Exports will remain flat “for some time”, Mr Wai Ho Leong of Barclays in Singapore said, but with infrastructure spending picking up, “we believe the stage is set for a rebound in growth momentum”.

Indonesia’s economy likely grew less than 5 per cent last year, the lowest in six years. In a bid to lift growth, the central bank on Thursday cut the benchmark policy rate by 25 basis points to 7.25 per cent, in spite of a fragile rupiah, which weakened 10 per cent against the dollar last year. Hit by low commodity prices, exports dropped 14.6 per cent to US$150.25 billion last year.

Dr Suryamin, head of the statistics bureau that released last month’s trade data yesterday, said that by volume, both exports and imports rose last year, except for mining exports. “This means the demand for our products is still there,” he said. The deficit for last month was US$235.8 billion, which the bureau attributed to rising imports of ships, machinery and organic chemicals.
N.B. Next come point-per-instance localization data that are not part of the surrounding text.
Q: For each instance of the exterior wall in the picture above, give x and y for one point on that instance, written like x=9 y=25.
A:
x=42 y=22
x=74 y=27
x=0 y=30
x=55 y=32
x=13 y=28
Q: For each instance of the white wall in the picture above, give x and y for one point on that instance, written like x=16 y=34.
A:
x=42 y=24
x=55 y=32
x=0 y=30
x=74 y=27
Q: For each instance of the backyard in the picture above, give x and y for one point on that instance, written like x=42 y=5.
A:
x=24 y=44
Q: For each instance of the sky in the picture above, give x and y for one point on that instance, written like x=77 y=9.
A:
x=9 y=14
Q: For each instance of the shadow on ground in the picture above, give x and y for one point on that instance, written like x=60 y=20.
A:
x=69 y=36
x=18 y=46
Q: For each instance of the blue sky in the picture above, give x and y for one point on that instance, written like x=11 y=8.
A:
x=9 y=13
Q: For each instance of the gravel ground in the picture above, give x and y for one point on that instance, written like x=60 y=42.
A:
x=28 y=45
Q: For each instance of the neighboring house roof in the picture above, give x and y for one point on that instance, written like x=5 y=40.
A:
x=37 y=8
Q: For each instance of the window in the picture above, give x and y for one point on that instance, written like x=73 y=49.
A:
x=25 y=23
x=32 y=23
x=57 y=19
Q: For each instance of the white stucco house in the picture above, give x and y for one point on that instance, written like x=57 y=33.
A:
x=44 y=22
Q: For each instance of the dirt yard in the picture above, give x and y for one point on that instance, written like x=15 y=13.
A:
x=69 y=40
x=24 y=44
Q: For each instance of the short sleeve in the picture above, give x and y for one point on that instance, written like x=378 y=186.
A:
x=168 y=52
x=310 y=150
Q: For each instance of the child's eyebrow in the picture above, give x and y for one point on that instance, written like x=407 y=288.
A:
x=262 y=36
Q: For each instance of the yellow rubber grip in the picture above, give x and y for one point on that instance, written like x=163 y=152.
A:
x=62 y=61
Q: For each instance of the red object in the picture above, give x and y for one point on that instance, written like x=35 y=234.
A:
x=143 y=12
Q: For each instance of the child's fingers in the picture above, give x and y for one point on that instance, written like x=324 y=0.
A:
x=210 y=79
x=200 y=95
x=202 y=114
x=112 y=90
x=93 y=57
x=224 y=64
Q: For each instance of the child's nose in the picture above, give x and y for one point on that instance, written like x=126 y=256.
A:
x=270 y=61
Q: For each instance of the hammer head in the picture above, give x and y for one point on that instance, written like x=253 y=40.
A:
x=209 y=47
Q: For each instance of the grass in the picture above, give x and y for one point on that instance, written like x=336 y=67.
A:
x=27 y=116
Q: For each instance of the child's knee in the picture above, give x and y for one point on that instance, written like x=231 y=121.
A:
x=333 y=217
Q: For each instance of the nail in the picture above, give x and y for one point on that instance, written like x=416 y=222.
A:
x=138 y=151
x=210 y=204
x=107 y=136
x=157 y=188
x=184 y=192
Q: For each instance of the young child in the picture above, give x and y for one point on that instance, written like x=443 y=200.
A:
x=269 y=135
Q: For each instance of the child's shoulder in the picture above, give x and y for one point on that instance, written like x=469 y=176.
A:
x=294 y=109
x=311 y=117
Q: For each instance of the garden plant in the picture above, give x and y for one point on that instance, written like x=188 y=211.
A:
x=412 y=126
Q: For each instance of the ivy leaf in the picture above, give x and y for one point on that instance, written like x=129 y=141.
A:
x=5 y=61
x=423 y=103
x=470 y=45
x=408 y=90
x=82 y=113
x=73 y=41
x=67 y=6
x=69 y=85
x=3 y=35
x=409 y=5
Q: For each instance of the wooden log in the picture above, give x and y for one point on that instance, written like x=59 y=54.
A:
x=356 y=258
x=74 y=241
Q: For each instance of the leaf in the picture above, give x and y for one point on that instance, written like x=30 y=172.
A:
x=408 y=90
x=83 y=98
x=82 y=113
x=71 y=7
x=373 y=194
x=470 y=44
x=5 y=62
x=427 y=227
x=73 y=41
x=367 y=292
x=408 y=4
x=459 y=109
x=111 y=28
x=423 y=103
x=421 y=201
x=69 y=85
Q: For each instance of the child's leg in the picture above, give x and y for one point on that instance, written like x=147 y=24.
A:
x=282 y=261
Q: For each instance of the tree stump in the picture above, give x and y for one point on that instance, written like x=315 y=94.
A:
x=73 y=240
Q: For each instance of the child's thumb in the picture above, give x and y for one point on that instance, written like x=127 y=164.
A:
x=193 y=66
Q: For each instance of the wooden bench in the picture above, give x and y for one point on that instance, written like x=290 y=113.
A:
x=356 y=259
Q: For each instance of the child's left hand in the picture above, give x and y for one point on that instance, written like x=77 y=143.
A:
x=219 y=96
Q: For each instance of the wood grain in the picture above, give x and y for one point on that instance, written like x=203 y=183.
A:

Mr Wellian Wiranto, economist at OCBC in Singapore, said last year’s surplus “should be seen as an intended consequence of the tight monetary policy stance” that Bank Indonesia pursued. “Imports slump is indicative of a shift in consumer demand not just in terms of volume but also a lower preference for imported goods as the dollar became dearer,” he said.

Mr Rangga Cipta, economist at Samuel Sekuritas in Jakarta, said even with the rupiah’s weakening last year, Indonesia “did not become more competitive. In this time of falling global demand and currency war, I’m sorry to say we don’t stand a chance to compete”.

With such low commodity prices, economists say Indonesia needs to increase manufacturing exports. Last year, exports of electrical machinery, or 6.5 per cent of the total, fell 12.3 per cent. Shipments of footwear, making up 3.4 per cent of all exports, rose 9.7 per cent.